Reef fish species uniquely respond to climate change, with some more vulnerable than others.

Five Great Barrier Reef fish species each activated different genetic responses to a marine heatwave in the Australian summer of 2015-16. This finding could help further understanding of climate change impacts on wild fish distributions.

Scientists have extensively studied heatwave impacts on coral reefs because they are very sensitive to temperature and can easily bleach in warming conditions. Previous studies have measured the effects of heatwaves on fish as a side effect of coral bleaching. Our study is novel in that it applies molecular techniques to directly understand the mechanisms used by different fish to cope with elevated temperatures."

Moisés Bernal, former KAUST postdoc, now an assistant professor at Auburn University, USA

Bernal worked with international and KAUST colleagues to sequence RNA from the livers of fish species from reefs of Lizard Island, Australia. Samples were collected from fish before (December 2015), during (February and March 2016) and after (July 2016) the heatwave. The researchers aimed to find out which genes were turned on at different times during the heatwave in different fish species. Samples were taken from two damselfish species, the spiny chromis damselfish and the lemon damselfish, and from three cardinalfish species, the yellow-striped, Doederlein's and five-lined cardinalfish.

"Unexpectedly, we found that all species reacted differently, using different genes to respond to warming conditions," says former postdoc Celia Schunter, now at the University of Hong Kong. "There was an overlap, however, in the functions performed by these genes."

The team found, for example, that the spiny chromis damselfish had the largest number of differentially expressed genes (3000) across the four time points, while the five-lined cardinalfish had the smallest (992).
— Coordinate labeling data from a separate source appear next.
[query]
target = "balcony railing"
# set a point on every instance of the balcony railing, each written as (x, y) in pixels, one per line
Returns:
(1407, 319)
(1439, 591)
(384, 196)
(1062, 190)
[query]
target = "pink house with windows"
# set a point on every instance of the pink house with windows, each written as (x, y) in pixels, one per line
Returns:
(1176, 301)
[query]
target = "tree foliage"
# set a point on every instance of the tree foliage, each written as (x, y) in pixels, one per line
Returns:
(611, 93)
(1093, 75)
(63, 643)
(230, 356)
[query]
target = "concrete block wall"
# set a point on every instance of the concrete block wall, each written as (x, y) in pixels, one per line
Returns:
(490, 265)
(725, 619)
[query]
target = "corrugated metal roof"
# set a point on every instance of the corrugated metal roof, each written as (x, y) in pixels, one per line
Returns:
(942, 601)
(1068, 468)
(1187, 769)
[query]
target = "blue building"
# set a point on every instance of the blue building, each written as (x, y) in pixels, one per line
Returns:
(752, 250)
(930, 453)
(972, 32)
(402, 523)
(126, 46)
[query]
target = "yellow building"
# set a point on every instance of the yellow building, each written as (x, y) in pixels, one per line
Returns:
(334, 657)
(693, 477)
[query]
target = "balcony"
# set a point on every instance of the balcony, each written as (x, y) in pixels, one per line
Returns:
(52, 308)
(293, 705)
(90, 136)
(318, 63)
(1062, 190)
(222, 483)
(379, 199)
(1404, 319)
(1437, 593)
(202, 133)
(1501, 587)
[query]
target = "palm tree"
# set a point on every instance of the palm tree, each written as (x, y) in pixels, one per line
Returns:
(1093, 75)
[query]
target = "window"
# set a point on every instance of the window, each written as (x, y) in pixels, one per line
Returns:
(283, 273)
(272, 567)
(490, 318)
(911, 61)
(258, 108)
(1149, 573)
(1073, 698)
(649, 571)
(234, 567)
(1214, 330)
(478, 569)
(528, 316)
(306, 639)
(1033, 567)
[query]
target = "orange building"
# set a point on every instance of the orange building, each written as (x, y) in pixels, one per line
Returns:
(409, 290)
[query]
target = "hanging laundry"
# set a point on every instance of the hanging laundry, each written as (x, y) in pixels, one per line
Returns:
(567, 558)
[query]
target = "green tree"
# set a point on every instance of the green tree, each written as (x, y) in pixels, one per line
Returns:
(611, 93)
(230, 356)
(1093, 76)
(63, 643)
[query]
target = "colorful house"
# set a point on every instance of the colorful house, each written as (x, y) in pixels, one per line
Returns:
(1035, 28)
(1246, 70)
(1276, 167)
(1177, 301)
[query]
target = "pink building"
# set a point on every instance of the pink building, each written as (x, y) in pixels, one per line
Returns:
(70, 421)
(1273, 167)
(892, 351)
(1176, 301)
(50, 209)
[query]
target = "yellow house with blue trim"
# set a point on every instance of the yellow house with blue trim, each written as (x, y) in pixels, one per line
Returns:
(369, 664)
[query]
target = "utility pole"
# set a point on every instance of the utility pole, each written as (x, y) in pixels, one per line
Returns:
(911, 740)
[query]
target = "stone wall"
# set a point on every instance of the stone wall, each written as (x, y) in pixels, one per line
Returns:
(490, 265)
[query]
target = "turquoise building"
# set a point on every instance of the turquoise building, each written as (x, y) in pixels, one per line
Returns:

All five species, however, had activated molecular pathways associated with increased oxygen uptake, the energy-generating electron transport chain in cells, and cellular stress responses.

"Another surprising result was that there were large differences in the genes that were activated in February and March," adds Schunter. "These two time points were separated by four weeks, but experienced similar temperatures, suggesting that both the intensity and duration of a heatwave are important for evaluating the responses of marine organisms."

The study's findings suggest that some species are more sensitive to climate change, while others are more resistant, possibly as a result of differences in their geographic ranges and evolutionary histories.

The study does, however, have some limitations. For example, the researchers did not have a baseline reference for liver gene expression in the five fish species from previous years. Also, the heatwave affected seasonal food availability, which could also influence gene expression.

Further studies could investigate how repeated heatwaves influence fish fitness and their long-term adaptation.